Vivian reached over and unhooked Tom’s wrist. She turned and unhooked his other wrist. Tom didn’t move. She stood to unhook his ankles.
“Legs up, please.” Tom lifted his legs into the air. Vivian undid the cuffs, rubbing the skin and massaging it. She kissed the top of his feet and Tom giggled and squirmed. “You weren’t joking about being ticklish.”
“No, ma’am.” He slowly floated back to reality.
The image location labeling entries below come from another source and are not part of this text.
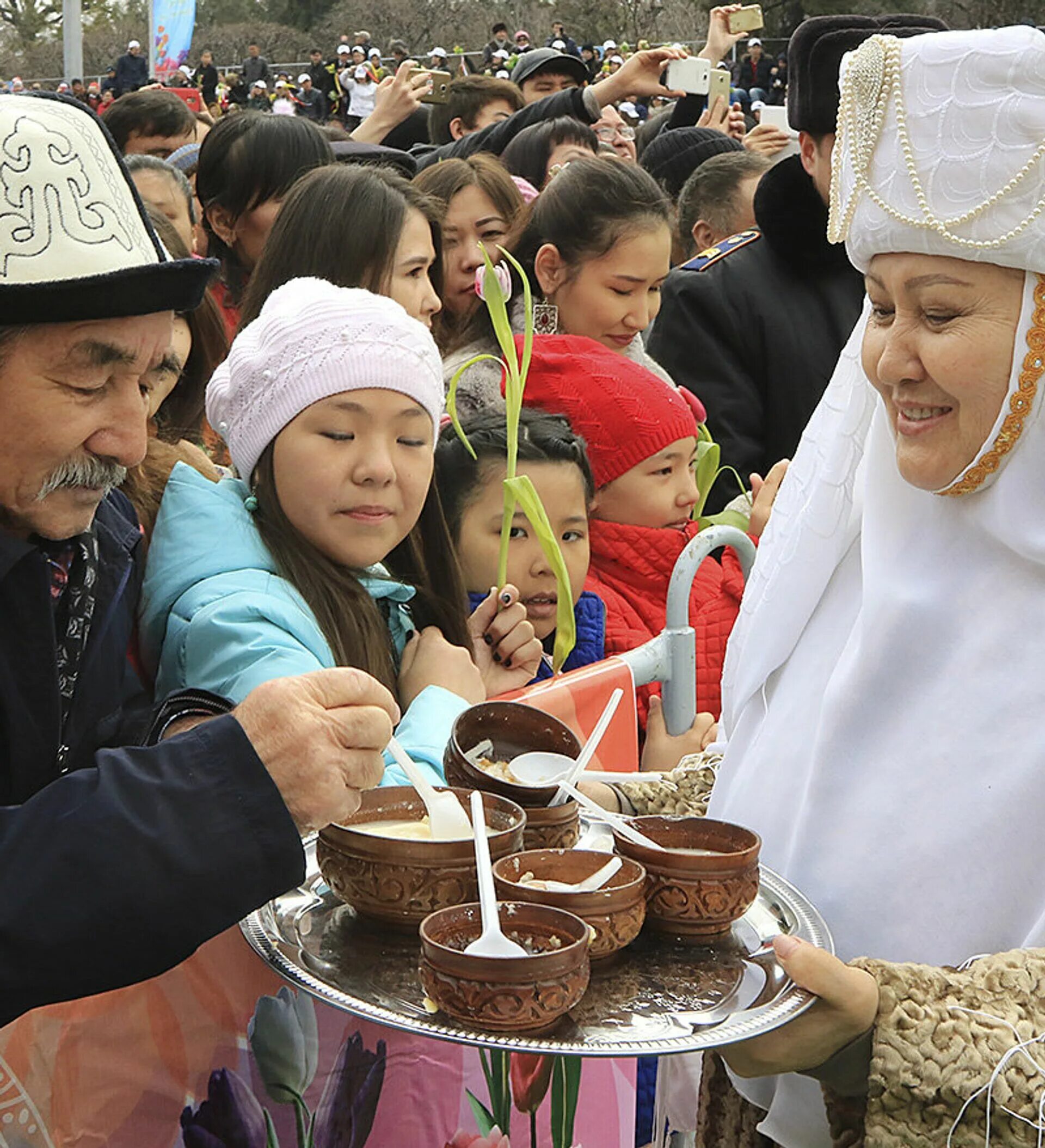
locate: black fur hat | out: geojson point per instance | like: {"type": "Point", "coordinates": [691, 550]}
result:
{"type": "Point", "coordinates": [814, 59]}
{"type": "Point", "coordinates": [75, 241]}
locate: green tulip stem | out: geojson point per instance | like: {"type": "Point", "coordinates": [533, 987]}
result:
{"type": "Point", "coordinates": [301, 1119]}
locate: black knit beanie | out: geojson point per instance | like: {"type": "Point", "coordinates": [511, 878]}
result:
{"type": "Point", "coordinates": [674, 155]}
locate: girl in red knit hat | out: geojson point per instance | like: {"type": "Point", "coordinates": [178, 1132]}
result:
{"type": "Point", "coordinates": [641, 435]}
{"type": "Point", "coordinates": [555, 461]}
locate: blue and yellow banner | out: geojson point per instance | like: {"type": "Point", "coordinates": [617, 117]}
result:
{"type": "Point", "coordinates": [174, 22]}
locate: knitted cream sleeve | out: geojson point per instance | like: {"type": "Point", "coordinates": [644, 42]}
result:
{"type": "Point", "coordinates": [929, 1057]}
{"type": "Point", "coordinates": [684, 791]}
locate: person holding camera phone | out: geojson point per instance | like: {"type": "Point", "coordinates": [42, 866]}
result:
{"type": "Point", "coordinates": [760, 380]}
{"type": "Point", "coordinates": [360, 81]}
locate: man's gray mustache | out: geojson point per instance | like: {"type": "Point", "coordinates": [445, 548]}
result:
{"type": "Point", "coordinates": [90, 472]}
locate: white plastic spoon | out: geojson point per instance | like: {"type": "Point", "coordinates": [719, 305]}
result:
{"type": "Point", "coordinates": [447, 820]}
{"type": "Point", "coordinates": [492, 942]}
{"type": "Point", "coordinates": [588, 886]}
{"type": "Point", "coordinates": [614, 820]}
{"type": "Point", "coordinates": [540, 767]}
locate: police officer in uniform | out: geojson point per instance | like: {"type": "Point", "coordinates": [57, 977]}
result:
{"type": "Point", "coordinates": [756, 324]}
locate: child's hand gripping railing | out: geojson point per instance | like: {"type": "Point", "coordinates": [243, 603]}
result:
{"type": "Point", "coordinates": [672, 656]}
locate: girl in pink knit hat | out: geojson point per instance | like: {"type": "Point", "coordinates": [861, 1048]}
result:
{"type": "Point", "coordinates": [331, 548]}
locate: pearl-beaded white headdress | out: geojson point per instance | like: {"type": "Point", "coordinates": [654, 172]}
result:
{"type": "Point", "coordinates": [941, 149]}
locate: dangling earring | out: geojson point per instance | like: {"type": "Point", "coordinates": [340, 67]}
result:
{"type": "Point", "coordinates": [546, 320]}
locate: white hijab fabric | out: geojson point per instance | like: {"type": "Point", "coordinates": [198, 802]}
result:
{"type": "Point", "coordinates": [941, 148]}
{"type": "Point", "coordinates": [883, 693]}
{"type": "Point", "coordinates": [883, 690]}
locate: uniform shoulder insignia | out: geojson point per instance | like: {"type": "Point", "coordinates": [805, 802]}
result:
{"type": "Point", "coordinates": [720, 250]}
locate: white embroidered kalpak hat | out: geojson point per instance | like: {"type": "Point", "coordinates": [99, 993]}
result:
{"type": "Point", "coordinates": [941, 149]}
{"type": "Point", "coordinates": [75, 240]}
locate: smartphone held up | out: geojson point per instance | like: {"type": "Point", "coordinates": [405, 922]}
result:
{"type": "Point", "coordinates": [748, 19]}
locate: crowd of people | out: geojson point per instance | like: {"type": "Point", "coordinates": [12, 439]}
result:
{"type": "Point", "coordinates": [341, 87]}
{"type": "Point", "coordinates": [243, 541]}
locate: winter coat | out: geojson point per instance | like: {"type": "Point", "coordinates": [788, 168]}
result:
{"type": "Point", "coordinates": [323, 78]}
{"type": "Point", "coordinates": [206, 78]}
{"type": "Point", "coordinates": [755, 330]}
{"type": "Point", "coordinates": [311, 105]}
{"type": "Point", "coordinates": [479, 387]}
{"type": "Point", "coordinates": [631, 570]}
{"type": "Point", "coordinates": [109, 867]}
{"type": "Point", "coordinates": [591, 618]}
{"type": "Point", "coordinates": [254, 69]}
{"type": "Point", "coordinates": [222, 618]}
{"type": "Point", "coordinates": [494, 46]}
{"type": "Point", "coordinates": [131, 74]}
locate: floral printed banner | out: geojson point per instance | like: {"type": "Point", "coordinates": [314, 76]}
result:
{"type": "Point", "coordinates": [218, 1053]}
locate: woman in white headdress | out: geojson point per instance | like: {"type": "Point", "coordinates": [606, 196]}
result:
{"type": "Point", "coordinates": [884, 685]}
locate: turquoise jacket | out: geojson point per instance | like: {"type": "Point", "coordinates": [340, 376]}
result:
{"type": "Point", "coordinates": [216, 616]}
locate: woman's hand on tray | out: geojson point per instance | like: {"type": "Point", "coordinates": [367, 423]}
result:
{"type": "Point", "coordinates": [663, 752]}
{"type": "Point", "coordinates": [847, 1008]}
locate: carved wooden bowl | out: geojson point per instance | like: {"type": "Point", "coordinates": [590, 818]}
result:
{"type": "Point", "coordinates": [616, 912]}
{"type": "Point", "coordinates": [514, 729]}
{"type": "Point", "coordinates": [693, 894]}
{"type": "Point", "coordinates": [401, 882]}
{"type": "Point", "coordinates": [552, 827]}
{"type": "Point", "coordinates": [511, 994]}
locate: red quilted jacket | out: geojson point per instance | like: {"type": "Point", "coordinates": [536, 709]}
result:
{"type": "Point", "coordinates": [631, 570]}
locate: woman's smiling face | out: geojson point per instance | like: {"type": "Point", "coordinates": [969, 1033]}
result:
{"type": "Point", "coordinates": [938, 349]}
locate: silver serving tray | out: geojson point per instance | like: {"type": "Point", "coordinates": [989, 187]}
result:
{"type": "Point", "coordinates": [659, 996]}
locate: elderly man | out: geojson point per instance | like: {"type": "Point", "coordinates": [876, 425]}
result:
{"type": "Point", "coordinates": [761, 380]}
{"type": "Point", "coordinates": [132, 70]}
{"type": "Point", "coordinates": [119, 859]}
{"type": "Point", "coordinates": [612, 129]}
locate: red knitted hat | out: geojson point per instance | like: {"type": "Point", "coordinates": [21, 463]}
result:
{"type": "Point", "coordinates": [623, 412]}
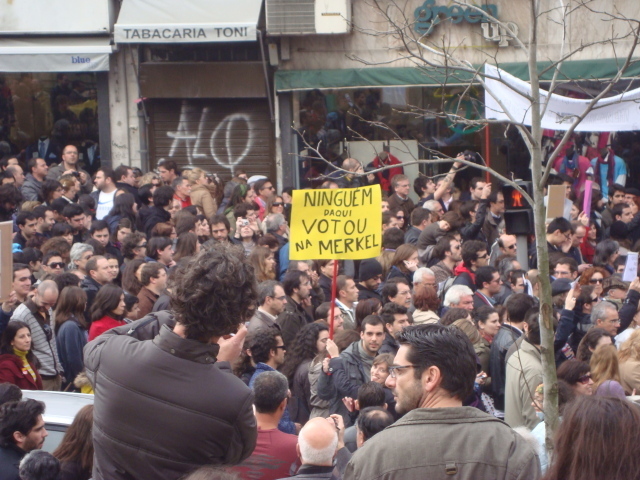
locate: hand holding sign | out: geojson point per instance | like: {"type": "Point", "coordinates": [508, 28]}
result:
{"type": "Point", "coordinates": [342, 224]}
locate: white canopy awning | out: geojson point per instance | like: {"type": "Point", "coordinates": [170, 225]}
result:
{"type": "Point", "coordinates": [54, 54]}
{"type": "Point", "coordinates": [187, 21]}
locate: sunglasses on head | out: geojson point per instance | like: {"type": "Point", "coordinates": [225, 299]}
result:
{"type": "Point", "coordinates": [585, 378]}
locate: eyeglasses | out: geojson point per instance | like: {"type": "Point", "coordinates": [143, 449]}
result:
{"type": "Point", "coordinates": [47, 328]}
{"type": "Point", "coordinates": [392, 370]}
{"type": "Point", "coordinates": [585, 378]}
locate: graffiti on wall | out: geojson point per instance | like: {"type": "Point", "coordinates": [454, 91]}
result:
{"type": "Point", "coordinates": [227, 142]}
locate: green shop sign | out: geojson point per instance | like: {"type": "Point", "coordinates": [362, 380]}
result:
{"type": "Point", "coordinates": [428, 15]}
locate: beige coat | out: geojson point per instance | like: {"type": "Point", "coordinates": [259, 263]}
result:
{"type": "Point", "coordinates": [425, 316]}
{"type": "Point", "coordinates": [202, 196]}
{"type": "Point", "coordinates": [630, 375]}
{"type": "Point", "coordinates": [524, 374]}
“Sit up, please.” Tom rocked up, his hair a rumpled mess, and held out his wrists. Vivian smoothed out his hair and held the back of his neck while she kissed his cheek and lips a few more times. She released him and unbuckled the wrist cuffs, rubbing his wrists and kissing each one and placed them on the nightstand and grabbed the water bottle, handing it to Tom.
“Thank you.” He opened the bottle and took a large swig. Vivian smoothed his hair back one more time.
“Let’s go get dressed, sunshine.” He sighed, taking another swig of water before standing. Vivian slipped her wedges back on and walked beside Tom, rubbing his neck the entire time. “I was a bit rough on you. Are you okay?”
“Yes, ma’am.” His voice quiet while he grabbed his jeans and tugged them on before pulling on his shirt, tucking it and zipping up.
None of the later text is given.